I'm feeling really morning-sickness-crappy. Feeling sick seems to be all I can talk about; I've not been blogging to spare you from feeling like you need to console me. The likely scenario is that I won't feel better for 3 weeks, so let's just put it like it is: this part of pregnancy sucks. Hard. Now, how about about a little more whining? Like Shakespeare's Duke Orsino in Twelfth Night would say,
"Give me excess of it; that surfeiting, the appetite may sicken, and so die."
(Surfeit is a great verb, don't you think? And maybe, just maybe, I can whack this morning sickness thing back into perspective with enough whining. And maybe not.)
Let's start with the weather. If the weather in Colorado was so freaking hot and dry every summer, I would be forced to move the whole family. This is what I've learned about myself: I HATE semi-arid climates. I know that some people move to climates like this to feel (physically) better. I wouldn't be one of them. Additionally, morning sickness sucks a lot more at 94 degrees than 65 degrees. The relentless, hot, beating-down sun makes it impossible to control my pregnant body temperature and I just feel PISSY all the time when I am outside. It's a lucky thing that all my pregnancies have been mostly over the fall-winter-spring, because I don't think I could handle being pregnant in July. That said, it is time for summer in Colorado TO END. Today, I looked at the weather and saw a full week of full sun, with temperatures in the 80s, stretching out before us and, and... I just felt miserable. Yup. I would LOVE rain and cold and wind. Maybe that makes me sound anti-social, but - ugh, these days - just try to have a conversation with me when I am standing in sun.
My mother wants to know if the morning sickness is worse than before. No, but my attitude is worse than before. I'm keeping Fritz very updated on my hourly discomforts (poor guy). I guess I feel the need to make sure that being 'done with having kids' will have his full support after child number three. I think he's a little shocked by the relentlessness of morning sickness. Yesterday, he actually said: "Why do they call it morning sickness? You're sick all the time!" Um. I don't know HOW he missed that on the first two pregnancies. Because, like I said, I don't think it's much different this time around. I am also making sure to point out how much I would theoretically love to have a coffee with him, but how, in reality, I can't even smell it without feeling ill. Or how a beer seems like a perfect drink after the 73rd day of temperatures in the 90s and full sun, but alas, I have queasy feelings at the sight of the bottle. Fritz's response? He's has started making lots of meals, pitching in more with the boys, and cleaning! I'm trying to be whiny here, so I won't spend too long dwelling on the positive, but, all this Fritz help is great. I don't know why I didn't whine more to Fritz during the first two pregnancies. On the one hand, I feel a little sneaky, since all my whining this time does have an ulterior motive. On the other hand, it's kind of nice to drop the Wonder Woman gig.

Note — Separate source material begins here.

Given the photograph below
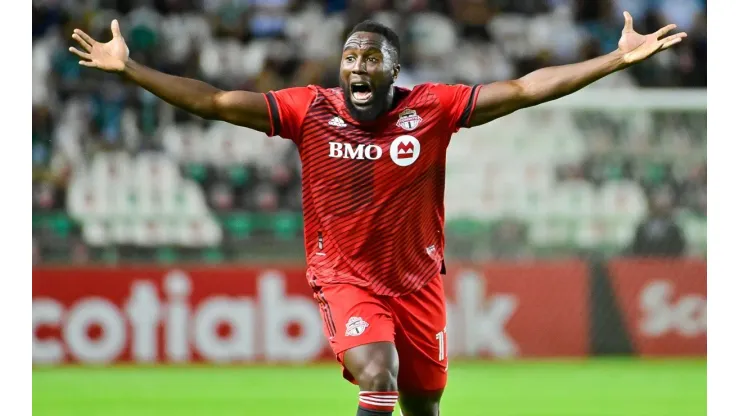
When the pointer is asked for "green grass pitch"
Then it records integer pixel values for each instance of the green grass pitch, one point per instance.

I'm also tired. I nap with Mattias. I skip smelly meals to stare at the bedroom wall and let my eyelids droop closed. One day, the boys seemed to be playing so nicely in the basement, that instead of doing the laundry (my usual basement task), I just laid myself down on that cool, unfinished concrete slab floor and closed my eyes while they circled around me with their various push toys and cars. And you know what? It was nice. Later, Fritz came to the basement and asked the boys why a nice, clean blanket was lying on the concrete floor. And I just...crawled into bed and opened a book. (I don't think he ever got an answer from the boys.)
My regular clothes have already gotten pretty uncomfortable. My weight hasn't changed, but my shape has. I pulled out my maternity clothes. (Yes! I still have them. I thought if I got rid of them, that would guarantee another child. Clearly, the inverse is not true.) The maternity clothes don't really fit, either. How can I have so many clothes and none of them fit? I tried to remember what I wore during the first trimester with Noah and Mattias. It's a blur. I finally found a few items that work. Like pajamas. Then I started feeling VERY aggressive towards the ridiculous number of clothes in my closet that don't even fit. The way our bodies swing in size and shape between pregnancy and non-pregnancy feels so wasteful and excessive. Really, I just want to throw out half the clothes in my closet - but that's hard to do when you're looking at another year of extreme change. I guess that I should also mention that I HATE TO SHOP and I hate to spend even small amounts of money on things that are mediocre or temporary, which I'm sure has a lot to do with my anger over my wardrobe bubble.
Well, amazing! After all that whining, I am feeling somewhat surfeited! We'll see how long it lasts.
Oh, and on a related note - there's just One, due at the end of April. (Small sigh of relief.)